Io mi trovavo in una posizione particolare, visto che il centro di calcolo per cui lavoravo, e di cui ero socio, utilizzava numerose connessioni dati per erogare i suoi servizi presso la clientela. Avevamo una batteria di modem su linea punto-punto dedicata, ed anche di due modem su linea commutata: un gigantesco V23 (75/1200bps) che occupava 4 unità rack 19″, ed un modem V21 (300bps),  un po’ più compatto. La forma, almeno nel mio caso, era quindi salva.
Era una situazione che però rendeva pressoché introvabili modem alternativi sul mercato nazionale italiano.

Nonostante fosse qualcosa tutto sommato simile al mio lavoro, io avevo un grande interesse nella sperimentazione di soluzioni amatoriali in ambito di trasmissione dati. Dal mio punto di vista era una proiezione dell’attività di radioamatore molto simile all’esperienza dell’RTTY o del packet radio, due modalità di collegamento a mezzo computer. Per cui cominciai fare un po’ di sperimentazione usando come host un HP150, un 8088 non IBM compatibile che usavamo come console di sistema per l’HP3000, con un programma che avevo scritto in HP BASIC, che era l’unico linguaggio che avevo disponibile su quell’unità. L’ispirazione era, ovviamente, CBBS , ma certo non pensavo a reali applicazioni pratiche.
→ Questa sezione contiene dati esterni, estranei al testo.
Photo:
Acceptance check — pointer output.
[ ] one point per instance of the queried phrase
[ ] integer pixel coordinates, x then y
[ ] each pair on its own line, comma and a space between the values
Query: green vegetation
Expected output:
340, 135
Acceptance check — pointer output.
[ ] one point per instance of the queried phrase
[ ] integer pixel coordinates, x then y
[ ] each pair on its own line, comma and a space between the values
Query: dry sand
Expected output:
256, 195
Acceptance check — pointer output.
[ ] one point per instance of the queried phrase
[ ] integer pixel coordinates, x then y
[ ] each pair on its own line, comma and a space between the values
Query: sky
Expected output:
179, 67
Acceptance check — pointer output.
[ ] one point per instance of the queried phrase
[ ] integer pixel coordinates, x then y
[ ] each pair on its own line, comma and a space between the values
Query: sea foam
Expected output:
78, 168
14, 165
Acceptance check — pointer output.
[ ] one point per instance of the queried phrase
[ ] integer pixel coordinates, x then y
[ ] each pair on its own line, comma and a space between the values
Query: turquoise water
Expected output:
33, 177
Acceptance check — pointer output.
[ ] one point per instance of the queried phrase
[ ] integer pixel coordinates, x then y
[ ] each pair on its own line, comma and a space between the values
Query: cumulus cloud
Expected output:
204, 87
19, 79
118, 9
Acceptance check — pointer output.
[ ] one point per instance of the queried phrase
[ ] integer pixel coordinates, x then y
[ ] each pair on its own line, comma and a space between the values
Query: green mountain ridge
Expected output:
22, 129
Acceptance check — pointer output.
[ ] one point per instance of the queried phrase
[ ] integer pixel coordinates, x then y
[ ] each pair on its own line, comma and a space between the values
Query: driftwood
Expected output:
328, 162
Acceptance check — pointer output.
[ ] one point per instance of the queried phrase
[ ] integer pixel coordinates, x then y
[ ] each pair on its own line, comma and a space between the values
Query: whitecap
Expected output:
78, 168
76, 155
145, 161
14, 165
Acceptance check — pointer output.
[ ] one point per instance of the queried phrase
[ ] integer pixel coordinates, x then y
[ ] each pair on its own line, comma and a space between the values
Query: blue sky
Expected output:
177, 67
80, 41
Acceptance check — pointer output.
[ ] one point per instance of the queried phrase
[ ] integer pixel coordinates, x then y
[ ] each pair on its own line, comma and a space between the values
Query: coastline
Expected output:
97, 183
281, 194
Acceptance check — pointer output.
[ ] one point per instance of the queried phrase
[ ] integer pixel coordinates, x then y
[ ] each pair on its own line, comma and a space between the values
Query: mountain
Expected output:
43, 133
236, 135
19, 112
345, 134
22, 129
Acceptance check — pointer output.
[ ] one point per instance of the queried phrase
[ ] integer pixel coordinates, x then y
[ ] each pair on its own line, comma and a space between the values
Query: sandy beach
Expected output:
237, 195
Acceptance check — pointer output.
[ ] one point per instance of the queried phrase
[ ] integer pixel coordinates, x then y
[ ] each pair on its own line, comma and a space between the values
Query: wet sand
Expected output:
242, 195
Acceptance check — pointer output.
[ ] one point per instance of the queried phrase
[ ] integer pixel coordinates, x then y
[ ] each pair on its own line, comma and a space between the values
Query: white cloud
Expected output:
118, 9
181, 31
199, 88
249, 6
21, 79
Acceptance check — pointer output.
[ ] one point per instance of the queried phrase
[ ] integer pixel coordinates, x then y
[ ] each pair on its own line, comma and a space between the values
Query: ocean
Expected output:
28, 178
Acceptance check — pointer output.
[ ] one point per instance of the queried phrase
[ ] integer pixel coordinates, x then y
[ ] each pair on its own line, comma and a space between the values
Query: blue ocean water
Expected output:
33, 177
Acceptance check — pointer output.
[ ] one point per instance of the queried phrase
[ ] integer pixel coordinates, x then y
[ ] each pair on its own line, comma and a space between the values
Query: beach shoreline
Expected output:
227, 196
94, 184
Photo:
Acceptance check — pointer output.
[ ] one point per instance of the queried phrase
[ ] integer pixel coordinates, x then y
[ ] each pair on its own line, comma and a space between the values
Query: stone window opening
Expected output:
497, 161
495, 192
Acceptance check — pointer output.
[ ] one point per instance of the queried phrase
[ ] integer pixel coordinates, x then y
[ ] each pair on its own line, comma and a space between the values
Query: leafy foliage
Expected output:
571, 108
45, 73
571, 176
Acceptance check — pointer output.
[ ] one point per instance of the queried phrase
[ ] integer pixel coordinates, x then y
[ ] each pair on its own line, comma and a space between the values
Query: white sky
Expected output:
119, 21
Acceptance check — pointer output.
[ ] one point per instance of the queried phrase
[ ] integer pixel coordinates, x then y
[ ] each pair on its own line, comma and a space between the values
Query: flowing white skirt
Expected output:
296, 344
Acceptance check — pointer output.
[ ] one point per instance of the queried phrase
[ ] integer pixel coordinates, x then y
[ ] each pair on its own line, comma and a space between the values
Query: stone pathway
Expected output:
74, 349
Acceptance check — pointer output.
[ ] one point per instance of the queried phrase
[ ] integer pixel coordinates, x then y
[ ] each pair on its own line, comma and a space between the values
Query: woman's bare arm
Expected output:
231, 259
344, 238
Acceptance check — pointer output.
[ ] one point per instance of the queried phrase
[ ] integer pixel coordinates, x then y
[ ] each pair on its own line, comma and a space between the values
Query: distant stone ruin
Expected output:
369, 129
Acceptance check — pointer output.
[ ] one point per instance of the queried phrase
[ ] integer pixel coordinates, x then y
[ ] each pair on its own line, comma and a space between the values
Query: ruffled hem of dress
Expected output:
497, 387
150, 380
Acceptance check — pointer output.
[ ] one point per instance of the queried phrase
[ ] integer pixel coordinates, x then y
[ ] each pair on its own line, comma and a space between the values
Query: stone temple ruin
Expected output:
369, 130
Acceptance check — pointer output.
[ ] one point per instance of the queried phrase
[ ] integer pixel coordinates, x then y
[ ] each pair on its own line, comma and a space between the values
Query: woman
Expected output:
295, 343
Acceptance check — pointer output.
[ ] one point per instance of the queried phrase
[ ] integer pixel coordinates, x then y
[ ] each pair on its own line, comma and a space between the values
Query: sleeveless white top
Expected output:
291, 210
Il mio punto di vista cambiò radicalmente alcuni mesi dopo, quando lessi della iniziativa di Tom Jennings dalle pagine di Byte. Le reti di computer a quei tempi erano una sfida interessante e stimolante, che ero intenzionato ad affrontare.  Ma le tempistiche di allora non erano quelle di oggi: recuperare il software attraverso il mio canale Public Domain fu molto lungo. Fidonet apparve negli elenchi della libreria inglese dopo un bel pezzo, e ci volle più di un mese perché i floppy fossero fisicamente nelle mie mani. Al pomeriggio del 26 dicembre 1984 la prima installazione, grezza, di Fido Potenza (aka South Italy CBBS) era online per la prima volta.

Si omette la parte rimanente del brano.